People looking for an alternative to medicated nasal sprays may consider using a homemade saline solution to loosen mucus ease their nasal congestion. People can create a saline solution by placing 1/4 tsp of salt in 1/2 cup of warm water. While lying down, they can then use an eyedropper or other tool to put the solution into the nose.

Lifestyle Modifications

Making simple lifestyle changes can also temporarily relieve nasal symptoms without the need for nasal spray. People with nasal congestion should get plenty of rest and stay hydrated by drinking plenty of fluid, including chicken broth, hot tea or water, explains Medline Plus, a publication of the National Institutes of Health. Since lying down often exacerbates nasal congestion, keeping upright as much as possible can also help. This may include propping up the head with pillows at night while sleeping.
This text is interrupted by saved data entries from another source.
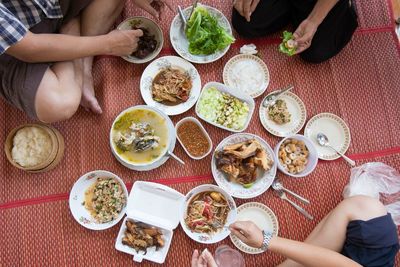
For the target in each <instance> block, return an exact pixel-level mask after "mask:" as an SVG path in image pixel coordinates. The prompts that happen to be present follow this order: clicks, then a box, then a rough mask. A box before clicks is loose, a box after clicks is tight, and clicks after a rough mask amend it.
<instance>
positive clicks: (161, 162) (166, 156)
mask: <svg viewBox="0 0 400 267" xmlns="http://www.w3.org/2000/svg"><path fill="white" fill-rule="evenodd" d="M135 109H148V110H151V111H154V112H156V113H157V114H158V115H160V116H161V117H163V118H164V119H165V121H166V122H167V127H168V139H169V140H168V147H167V150H169V151H171V152H173V151H174V149H175V144H176V131H175V127H174V124H173V123H172V121H171V119H170V118H169V117H168V116H167V115H166V114H165V113H163V112H161V111H160V110H159V109H157V108H154V107H150V106H146V105H137V106H133V107H130V108H127V109H125V110H123V111H122V112H121V113H120V114H119V115H118V116H117V117H116V118H115V120H114V122H113V123H112V126H111V129H110V147H111V152H112V154H113V155H114V157H115V158H116V159H117V160H118V161H119V163H121V164H122V165H123V166H125V167H127V168H129V169H131V170H135V171H150V170H153V169H156V168H158V167H160V166H161V165H163V164H164V163H165V162H166V161H167V160H168V159H169V155H168V153H167V150H166V151H165V154H164V155H163V156H162V157H160V158H159V159H157V160H156V161H154V162H151V163H148V164H147V163H146V164H143V163H141V164H139V163H138V164H134V163H132V162H129V161H127V160H126V159H124V158H122V157H121V156H120V155H119V154H118V153H117V151H116V148H115V144H114V141H113V139H112V129H113V128H114V124H115V122H116V121H118V120H119V118H120V117H121V116H123V115H124V114H125V113H126V112H129V111H132V110H135Z"/></svg>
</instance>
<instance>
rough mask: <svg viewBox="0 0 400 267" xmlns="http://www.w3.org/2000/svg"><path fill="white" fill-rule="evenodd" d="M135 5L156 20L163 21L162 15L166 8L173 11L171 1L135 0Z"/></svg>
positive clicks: (155, 0)
mask: <svg viewBox="0 0 400 267" xmlns="http://www.w3.org/2000/svg"><path fill="white" fill-rule="evenodd" d="M133 3H134V4H135V5H137V6H138V7H140V8H141V9H143V10H145V11H146V12H148V13H149V14H150V15H152V16H153V17H154V18H155V19H161V13H163V12H164V9H165V6H167V7H168V8H169V10H171V11H173V9H172V6H171V4H170V3H169V0H133Z"/></svg>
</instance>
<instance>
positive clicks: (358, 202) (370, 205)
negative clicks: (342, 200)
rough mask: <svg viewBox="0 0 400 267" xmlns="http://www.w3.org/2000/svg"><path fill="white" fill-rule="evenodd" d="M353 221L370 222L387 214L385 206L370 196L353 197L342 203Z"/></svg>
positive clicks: (379, 201)
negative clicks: (360, 220) (383, 215)
mask: <svg viewBox="0 0 400 267" xmlns="http://www.w3.org/2000/svg"><path fill="white" fill-rule="evenodd" d="M341 204H343V205H345V207H346V211H347V213H348V215H349V218H350V219H351V220H358V219H362V220H369V219H372V218H375V217H378V216H383V215H385V214H386V213H387V211H386V208H385V206H384V205H383V204H382V203H381V202H380V201H379V200H378V199H375V198H372V197H368V196H362V195H358V196H353V197H350V198H347V199H345V200H343V201H342V203H341Z"/></svg>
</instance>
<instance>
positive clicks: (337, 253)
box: [230, 221, 361, 267]
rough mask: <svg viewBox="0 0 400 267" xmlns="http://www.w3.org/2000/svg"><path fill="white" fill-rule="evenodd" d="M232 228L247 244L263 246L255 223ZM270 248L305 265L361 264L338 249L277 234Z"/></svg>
mask: <svg viewBox="0 0 400 267" xmlns="http://www.w3.org/2000/svg"><path fill="white" fill-rule="evenodd" d="M230 230H231V231H232V233H233V234H234V235H236V236H237V237H238V238H239V239H240V240H242V241H243V242H244V243H246V244H247V245H249V246H251V247H256V248H260V247H261V246H262V243H263V239H264V238H263V234H262V231H261V230H260V228H258V227H257V226H256V225H255V224H254V223H252V222H249V221H248V222H235V223H234V224H232V225H231V226H230ZM268 249H269V250H270V251H273V252H275V253H278V254H281V255H283V256H285V257H287V258H289V259H291V260H293V261H296V262H298V263H300V264H302V265H304V266H310V267H314V266H315V267H319V266H321V263H323V264H322V265H323V266H326V267H330V266H332V267H336V266H361V265H359V264H358V263H356V262H354V261H352V260H351V259H349V258H347V257H345V256H343V255H341V254H340V253H337V252H336V251H333V250H329V249H326V248H322V247H317V246H314V245H310V244H306V243H303V242H298V241H293V240H289V239H286V238H281V237H276V236H275V237H273V238H272V239H271V242H270V243H269V246H268Z"/></svg>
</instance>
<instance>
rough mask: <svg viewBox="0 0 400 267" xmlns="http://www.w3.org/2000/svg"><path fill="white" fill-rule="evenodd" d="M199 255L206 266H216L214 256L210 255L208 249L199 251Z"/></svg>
mask: <svg viewBox="0 0 400 267" xmlns="http://www.w3.org/2000/svg"><path fill="white" fill-rule="evenodd" d="M201 257H202V258H203V259H204V260H205V262H206V266H207V267H218V266H217V263H216V262H215V260H214V257H213V256H212V255H211V253H210V252H209V251H208V249H205V250H204V251H203V253H201Z"/></svg>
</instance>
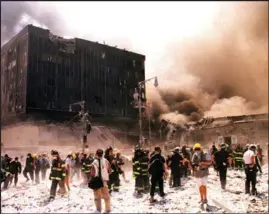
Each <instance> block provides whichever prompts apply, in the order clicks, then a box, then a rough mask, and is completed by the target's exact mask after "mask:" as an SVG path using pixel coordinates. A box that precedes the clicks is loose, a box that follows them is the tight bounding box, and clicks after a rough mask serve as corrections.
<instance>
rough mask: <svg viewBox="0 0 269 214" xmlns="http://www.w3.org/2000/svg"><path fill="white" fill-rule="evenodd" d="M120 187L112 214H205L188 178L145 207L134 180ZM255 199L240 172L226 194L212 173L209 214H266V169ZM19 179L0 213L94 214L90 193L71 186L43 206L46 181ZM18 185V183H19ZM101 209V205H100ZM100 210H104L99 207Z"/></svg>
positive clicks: (45, 193) (76, 186)
mask: <svg viewBox="0 0 269 214" xmlns="http://www.w3.org/2000/svg"><path fill="white" fill-rule="evenodd" d="M128 176H129V179H130V181H131V182H129V183H124V182H122V186H121V189H120V192H118V193H115V192H113V193H112V198H111V201H112V210H111V211H112V213H126V212H128V213H167V212H171V213H207V211H202V210H201V208H200V204H199V200H200V197H199V193H198V189H197V187H196V183H195V180H194V179H193V178H192V177H190V178H189V179H188V180H184V181H183V187H181V188H178V189H174V188H170V187H169V186H168V185H167V183H166V184H165V192H166V193H167V196H166V197H165V198H164V199H161V198H159V196H156V199H157V200H158V202H156V203H154V205H152V204H150V203H149V194H146V195H144V196H143V197H141V198H136V197H135V196H134V179H132V178H131V173H129V175H128ZM257 180H258V184H257V190H258V192H259V193H261V194H260V196H259V197H254V196H249V195H245V193H244V186H245V182H244V181H245V175H244V172H243V171H242V172H240V171H234V170H230V171H228V177H227V191H223V190H221V188H220V182H219V179H218V177H217V175H216V172H215V171H214V170H213V169H210V176H209V179H208V204H209V211H208V212H209V213H225V212H226V213H229V212H233V213H247V212H248V213H249V212H250V213H253V212H257V213H267V212H268V165H266V166H264V167H263V175H262V176H258V178H257ZM24 181H25V178H23V177H22V176H20V180H19V184H18V187H17V188H15V187H13V186H11V187H10V188H9V189H8V190H6V191H3V192H2V194H1V212H2V213H93V212H94V211H95V206H94V200H93V193H92V190H90V189H89V188H87V187H81V186H80V185H79V183H77V184H72V186H71V188H72V189H71V192H70V194H69V195H68V196H66V197H62V198H61V197H60V196H57V197H56V199H55V200H54V201H53V202H51V203H49V204H44V201H45V200H46V199H48V197H49V190H50V181H46V182H43V183H41V184H39V185H31V184H30V183H25V182H24ZM20 182H21V183H20ZM103 205H104V204H103ZM103 207H104V206H103Z"/></svg>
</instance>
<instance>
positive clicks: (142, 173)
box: [141, 150, 150, 193]
mask: <svg viewBox="0 0 269 214" xmlns="http://www.w3.org/2000/svg"><path fill="white" fill-rule="evenodd" d="M141 167H142V176H143V184H144V192H145V193H148V192H149V190H150V184H149V173H148V167H149V150H145V151H144V152H143V156H142V160H141Z"/></svg>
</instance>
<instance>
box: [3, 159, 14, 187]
mask: <svg viewBox="0 0 269 214" xmlns="http://www.w3.org/2000/svg"><path fill="white" fill-rule="evenodd" d="M11 160H12V158H10V157H9V156H8V155H7V154H5V156H4V160H3V163H2V170H3V172H4V173H5V181H4V186H3V190H5V189H7V188H8V184H9V182H10V179H11V174H10V162H11Z"/></svg>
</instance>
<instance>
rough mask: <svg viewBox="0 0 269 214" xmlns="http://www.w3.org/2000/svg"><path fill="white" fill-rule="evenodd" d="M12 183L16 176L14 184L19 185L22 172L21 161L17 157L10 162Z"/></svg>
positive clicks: (11, 180)
mask: <svg viewBox="0 0 269 214" xmlns="http://www.w3.org/2000/svg"><path fill="white" fill-rule="evenodd" d="M10 173H11V178H10V185H11V184H12V181H13V178H14V185H15V186H17V183H18V175H19V174H21V163H20V162H19V158H18V157H15V160H14V161H12V162H11V163H10Z"/></svg>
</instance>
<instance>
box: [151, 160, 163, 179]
mask: <svg viewBox="0 0 269 214" xmlns="http://www.w3.org/2000/svg"><path fill="white" fill-rule="evenodd" d="M163 164H164V163H163V162H162V161H161V159H160V158H156V159H155V160H154V161H152V163H151V164H150V166H149V174H151V175H152V174H158V173H162V172H163V171H164V169H163Z"/></svg>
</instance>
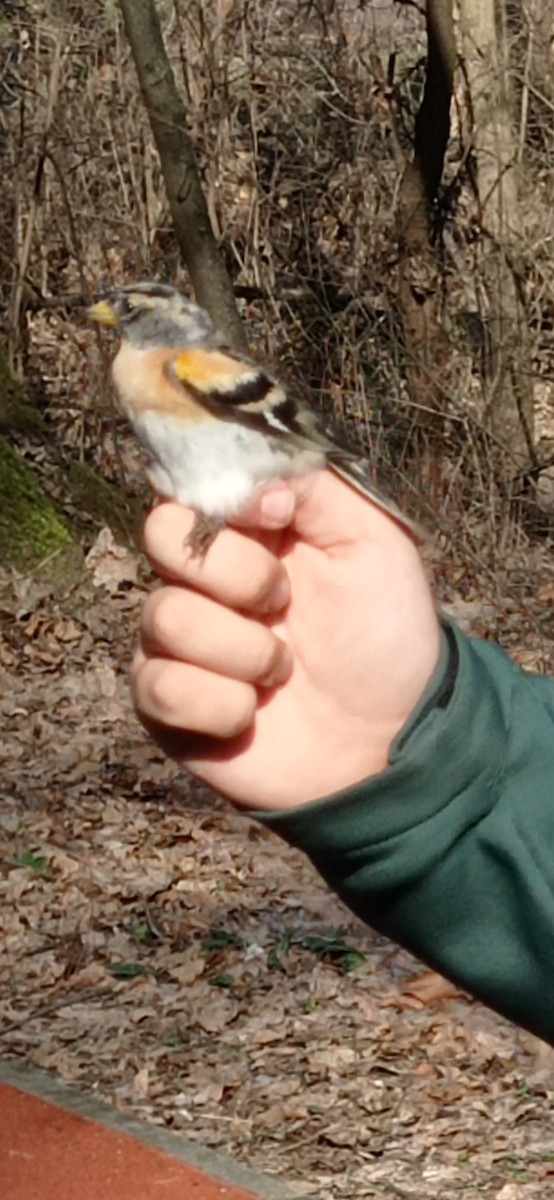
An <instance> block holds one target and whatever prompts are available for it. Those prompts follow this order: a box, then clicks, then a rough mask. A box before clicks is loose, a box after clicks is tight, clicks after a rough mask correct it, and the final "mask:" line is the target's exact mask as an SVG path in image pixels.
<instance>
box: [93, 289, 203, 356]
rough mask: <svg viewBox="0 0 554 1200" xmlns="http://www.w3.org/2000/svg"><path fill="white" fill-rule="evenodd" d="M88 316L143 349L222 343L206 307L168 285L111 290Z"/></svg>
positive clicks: (103, 296)
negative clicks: (207, 312) (200, 344)
mask: <svg viewBox="0 0 554 1200" xmlns="http://www.w3.org/2000/svg"><path fill="white" fill-rule="evenodd" d="M89 316H90V317H91V319H92V320H95V322H97V323H98V324H100V325H106V326H107V328H109V329H118V330H119V332H120V334H121V337H122V340H124V341H126V342H128V343H130V344H131V346H137V347H139V348H140V349H153V348H162V347H164V348H168V347H170V348H171V349H186V348H187V347H191V346H200V344H201V346H205V344H206V343H207V344H211V346H217V344H221V338H219V337H218V335H217V332H216V330H215V326H213V323H212V320H211V318H210V317H209V316H207V313H206V312H205V311H204V308H199V307H198V305H195V304H193V301H192V300H187V299H186V296H183V295H182V294H181V293H180V292H177V289H176V288H171V287H169V284H167V283H131V284H127V286H126V287H122V288H109V289H107V290H106V292H104V293H103V294H102V296H101V299H100V300H98V302H97V304H95V305H94V306H92V307H91V308H90V310H89Z"/></svg>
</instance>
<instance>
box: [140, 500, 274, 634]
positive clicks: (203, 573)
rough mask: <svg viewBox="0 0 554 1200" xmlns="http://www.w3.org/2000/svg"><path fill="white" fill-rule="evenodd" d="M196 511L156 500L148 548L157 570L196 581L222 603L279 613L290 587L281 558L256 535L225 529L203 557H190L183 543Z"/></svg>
mask: <svg viewBox="0 0 554 1200" xmlns="http://www.w3.org/2000/svg"><path fill="white" fill-rule="evenodd" d="M193 520H194V518H193V514H192V512H191V511H189V510H188V509H183V508H182V506H181V505H179V504H173V503H164V504H158V505H157V506H156V508H155V509H152V511H151V512H150V514H149V516H147V518H146V523H145V528H144V546H145V551H146V553H147V556H149V558H150V560H151V563H152V566H153V568H155V570H156V571H157V572H158V574H159V575H162V576H163V577H165V578H170V580H175V581H179V582H182V583H188V584H192V586H193V587H194V588H198V590H200V592H203V593H204V595H209V596H217V599H218V600H219V601H221V604H223V605H229V606H230V607H233V608H247V610H248V611H251V612H257V613H271V612H279V611H281V608H283V607H284V605H285V604H287V602H288V600H289V595H290V587H289V581H288V576H287V571H285V570H284V566H283V565H282V563H281V562H279V559H278V558H277V557H276V556H275V554H272V553H271V551H270V550H269V548H267V547H266V546H265V545H264V544H263V542H260V541H259V540H258V539H254V538H249V536H248V535H247V534H246V533H240V532H239V530H237V529H224V530H223V532H222V533H221V534H218V536H217V538H216V540H215V542H213V545H212V546H210V550H209V552H207V554H206V557H205V558H204V559H200V558H197V557H191V554H188V553H187V551H186V550H185V548H183V544H185V540H186V538H187V536H188V534H189V533H191V529H192V524H193Z"/></svg>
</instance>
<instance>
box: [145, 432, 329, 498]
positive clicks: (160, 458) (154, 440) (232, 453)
mask: <svg viewBox="0 0 554 1200" xmlns="http://www.w3.org/2000/svg"><path fill="white" fill-rule="evenodd" d="M132 424H133V427H134V431H136V433H137V436H138V438H139V440H140V443H141V445H143V446H144V448H145V450H146V451H147V454H149V458H150V462H149V479H150V482H151V484H152V487H155V488H156V491H157V492H159V494H162V496H167V497H170V498H171V499H175V500H179V502H180V503H181V504H187V505H188V506H191V508H193V509H197V510H198V511H199V512H203V514H205V516H209V517H221V518H223V520H227V518H229V517H233V516H235V515H236V514H237V512H239V511H240V510H241V509H242V508H243V506H245V504H247V502H248V500H249V499H251V497H252V494H253V492H254V491H255V488H257V486H258V485H259V484H264V482H267V481H269V480H272V479H285V478H287V476H289V475H296V474H303V473H305V472H307V470H311V469H313V468H314V467H321V466H324V462H325V457H324V455H323V454H321V451H320V450H319V449H314V450H302V451H301V455H299V452H297V451H296V454H295V456H294V457H291V455H290V452H289V451H288V450H287V449H285V448H284V444H283V443H281V442H279V440H278V439H277V438H276V439H275V440H273V442H272V443H269V442H267V438H266V437H264V434H261V433H258V432H257V431H255V430H248V428H246V427H245V426H242V425H236V424H233V421H209V420H206V421H203V422H201V424H198V425H194V426H192V425H191V426H189V425H185V426H183V425H182V422H181V421H179V420H177V419H176V418H174V416H168V415H164V416H163V418H161V416H158V414H157V413H152V412H145V413H143V415H141V416H140V418H133V419H132Z"/></svg>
Finally, using a humidifier or vaporizer moistens the air, which also loosens mucus and alleviates nasal stuffiness.

Oral Antihistamines

Histamine is the chemical in the body responsible for congestion, sneezing and runny nose and itching. Oral antihistamine drugs block this chemical, which reduces these symptoms. Oral antihistamines include the medications loratadine, cetirizine, clemastine, fexofenadine, diphenhydramine and chlorpheniramine. All oral antihistamines may cause dry mouth or drowsiness. Older generation antihistamines, such as diphenhydramine and chlorpheniramine, shouldn't be given to children or older adults, notes the Mayo Clinic website.

Oral Decongestants

The American Academy of Otolaryngology explains nasal and sinus congestion often occurs due to expanded, swollen or dilated blood vessels. Oral decongestants shrink these blood vessels and opens up the air passages. Most oral decongestants include the medication pseudoephedrine, which is a stimulant. This medication can be potentially dangerous when taken with certain other medications or for people with high blood pressure or other health problems.

Oral Corticosteriods

Corticosteroid medications block allergic reactions, and include prednisone and prednisolone. Since corticosteroids cause many short and long term side effects, the Mayo Clinic website notes they are generally only prescribed for short time periods.